Unless V has gotten reports that this is a radically different Hasim Rahman than has been functioning since he shocked the world on April 22, 2001 with a fifth-round knockout of Lennox Lewis, then I can’t see why V wouldn’t think that 30 days of prep, after already being at 70% peak capacity, wouldn’t be enough to down Rock. Maybe Rock is reborn, and word reached V. But history--recent history, not history skewed by one’s own delusional filter that we ourselves can regain youthful vitality--is always the best predictor of the future, and my money’s on V to bust Rahman up good. Let me amend that...my money was on V. Now I’m left uncertain. I’m just not buying that we’ve been fed everything there is to know about this postponement. My instinct isn’t based on
much more than my immediate gut instinct, a “thin slicing” scenario informed by little evidence.
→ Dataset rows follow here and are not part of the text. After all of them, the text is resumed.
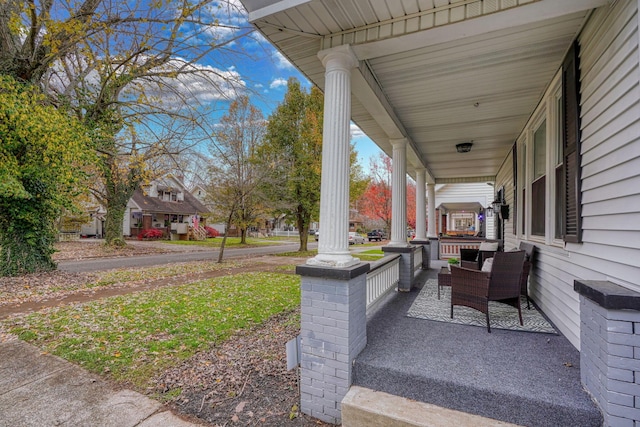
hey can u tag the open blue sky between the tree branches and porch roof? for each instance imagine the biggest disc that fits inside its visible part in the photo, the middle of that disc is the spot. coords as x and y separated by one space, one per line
264 72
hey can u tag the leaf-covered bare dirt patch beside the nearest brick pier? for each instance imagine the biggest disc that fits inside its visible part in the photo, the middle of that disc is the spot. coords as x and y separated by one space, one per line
242 382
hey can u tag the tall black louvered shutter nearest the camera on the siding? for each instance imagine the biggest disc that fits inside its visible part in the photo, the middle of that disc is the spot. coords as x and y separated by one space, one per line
571 145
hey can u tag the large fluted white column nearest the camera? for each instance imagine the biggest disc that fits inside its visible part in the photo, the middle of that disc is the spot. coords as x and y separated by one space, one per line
333 244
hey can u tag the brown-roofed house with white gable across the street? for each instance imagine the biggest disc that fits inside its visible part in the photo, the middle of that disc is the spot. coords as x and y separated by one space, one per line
165 203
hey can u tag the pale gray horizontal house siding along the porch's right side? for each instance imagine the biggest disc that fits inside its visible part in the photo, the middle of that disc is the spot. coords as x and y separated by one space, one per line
610 150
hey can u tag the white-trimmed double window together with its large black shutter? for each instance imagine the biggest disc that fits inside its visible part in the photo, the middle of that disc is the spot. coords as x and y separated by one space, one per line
549 182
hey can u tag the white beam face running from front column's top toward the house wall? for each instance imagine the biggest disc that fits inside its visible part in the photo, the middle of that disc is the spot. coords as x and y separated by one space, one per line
522 15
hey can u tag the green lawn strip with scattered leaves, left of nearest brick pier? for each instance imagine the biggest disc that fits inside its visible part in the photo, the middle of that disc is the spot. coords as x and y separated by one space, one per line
133 337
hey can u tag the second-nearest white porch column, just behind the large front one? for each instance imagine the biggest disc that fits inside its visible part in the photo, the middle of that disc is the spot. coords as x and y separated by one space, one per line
399 193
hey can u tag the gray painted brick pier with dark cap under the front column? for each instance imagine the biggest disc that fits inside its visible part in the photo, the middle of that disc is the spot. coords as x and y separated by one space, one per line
333 331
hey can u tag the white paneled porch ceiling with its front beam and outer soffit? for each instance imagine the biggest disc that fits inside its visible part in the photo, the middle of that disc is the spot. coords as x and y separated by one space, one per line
438 72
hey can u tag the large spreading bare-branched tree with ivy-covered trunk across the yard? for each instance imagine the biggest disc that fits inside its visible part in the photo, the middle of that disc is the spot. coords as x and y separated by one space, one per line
130 71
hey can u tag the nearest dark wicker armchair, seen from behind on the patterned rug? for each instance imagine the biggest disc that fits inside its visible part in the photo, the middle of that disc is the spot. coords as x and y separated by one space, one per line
474 289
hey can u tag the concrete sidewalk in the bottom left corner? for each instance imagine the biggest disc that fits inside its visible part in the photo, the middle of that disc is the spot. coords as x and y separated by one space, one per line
42 390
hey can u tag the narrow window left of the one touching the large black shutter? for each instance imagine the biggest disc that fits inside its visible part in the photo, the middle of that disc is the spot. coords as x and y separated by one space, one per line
538 185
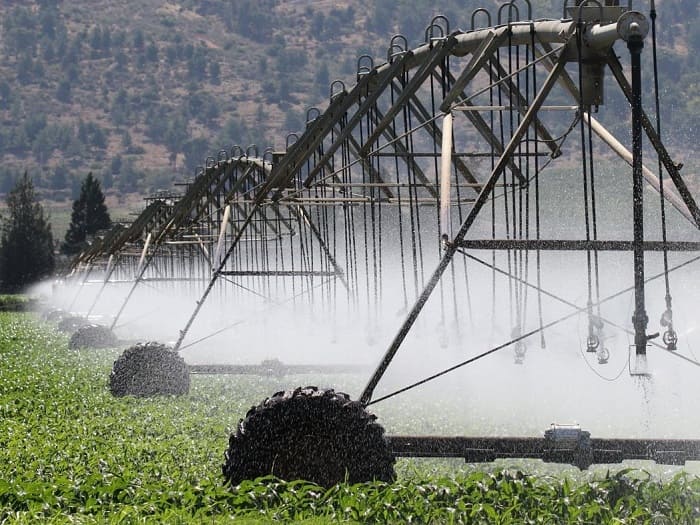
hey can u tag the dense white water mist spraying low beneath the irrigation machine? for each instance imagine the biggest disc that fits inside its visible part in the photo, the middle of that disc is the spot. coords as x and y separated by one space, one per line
493 396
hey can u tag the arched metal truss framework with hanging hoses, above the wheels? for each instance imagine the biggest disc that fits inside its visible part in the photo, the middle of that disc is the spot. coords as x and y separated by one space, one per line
412 155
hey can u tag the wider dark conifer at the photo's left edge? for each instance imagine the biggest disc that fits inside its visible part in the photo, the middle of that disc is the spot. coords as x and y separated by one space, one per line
26 243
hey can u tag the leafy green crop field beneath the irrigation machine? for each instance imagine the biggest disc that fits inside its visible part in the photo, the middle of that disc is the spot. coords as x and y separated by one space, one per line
71 453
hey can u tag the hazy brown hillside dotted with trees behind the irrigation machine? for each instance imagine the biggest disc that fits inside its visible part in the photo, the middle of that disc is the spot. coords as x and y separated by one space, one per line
140 93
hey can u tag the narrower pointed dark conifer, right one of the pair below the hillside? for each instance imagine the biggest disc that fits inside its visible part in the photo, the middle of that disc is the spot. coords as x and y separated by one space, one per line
89 216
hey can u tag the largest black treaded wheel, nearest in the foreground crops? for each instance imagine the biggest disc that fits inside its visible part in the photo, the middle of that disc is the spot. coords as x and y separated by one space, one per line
313 434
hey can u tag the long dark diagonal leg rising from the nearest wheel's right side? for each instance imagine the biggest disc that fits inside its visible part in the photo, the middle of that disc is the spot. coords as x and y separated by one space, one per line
452 247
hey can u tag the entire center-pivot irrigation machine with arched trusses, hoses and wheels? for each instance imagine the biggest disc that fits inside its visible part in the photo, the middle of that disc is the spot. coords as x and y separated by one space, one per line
485 140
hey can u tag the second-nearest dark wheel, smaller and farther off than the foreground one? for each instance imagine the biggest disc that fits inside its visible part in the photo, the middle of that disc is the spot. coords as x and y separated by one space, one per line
149 369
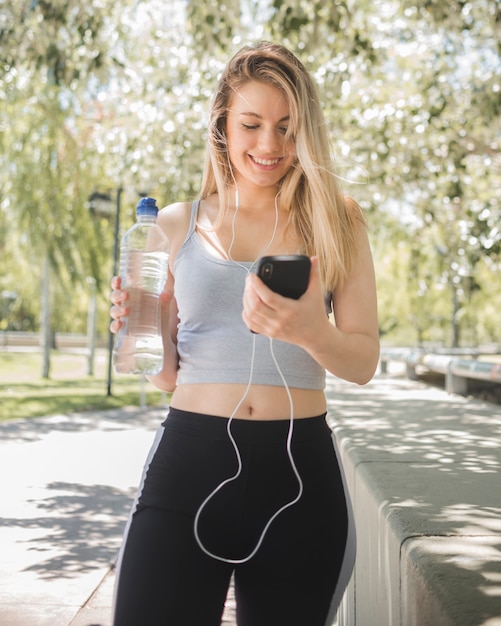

This postponement brings me back to April 2000, when V quit on his stool after the ninth round of his fight with Chris Byrd. He was ahead on the cards, and could have been knocked down three times in the final rounds and still claimed victory.
“Quitschko,” the wiseguys dubbed him. He was the Cowardly Lion and the Tin Man of the sport, rolled into one, in need of a courage infusion and a heart implantation, it was said, even after we learned that he had a torn rotator cuff.
Those slurs were quieted when V ate Lennox leather on June 21, 2003, and wore open wounds that definitively qualified as legitimate badges of courage.
Remember, boxers are held to much higher standards than us rank and filers; we look to them to provide examples of what we can be, not what we are. We, the mere mortals who don’t possess the qualities of champions, all too often shrink from confrontation.
We recede from opportunities to push our boundaries of comfort, choose the wide path of an unexceptional existence, rather than tread the narrower passage to transcendent glory.
We look to fighters for inspiration. We soak up the tales of their sacrifice and replenish our reservoirs of hope and courage when we gaze at the majesty of their courageous efforts.
And when they postpone fights because of a pulled muscle, they are exhibiting tendencies that are the norm, not the exception, in this world. Because boxers aren’t like you and I. Or, they aren’t supposed to be anyway.
Vitali, there’s still time to reconsider. My advice: call for a press conference tonight. At the press conference, say that you’ve had a change of heart. (No need to share the Oz imagery, just be straightforward). Say that you’ve decided to go against doctor’s orders. Go to the gym the next day, get a shot of cortisone from Dr. Franz, get that thigh wrapped up, and commence training for that April 30th date. The possibility that you will be facing Rahman in a subpar condition will even the odds of the fight and give a boost to
the storyline. And spectators are suckers for limping, so if the thigh hampers you during the fight, and you slog through it, that nickname, “Quitschko,” will fade farther into the past.
Don’t shrink from the confrontation, Vitali.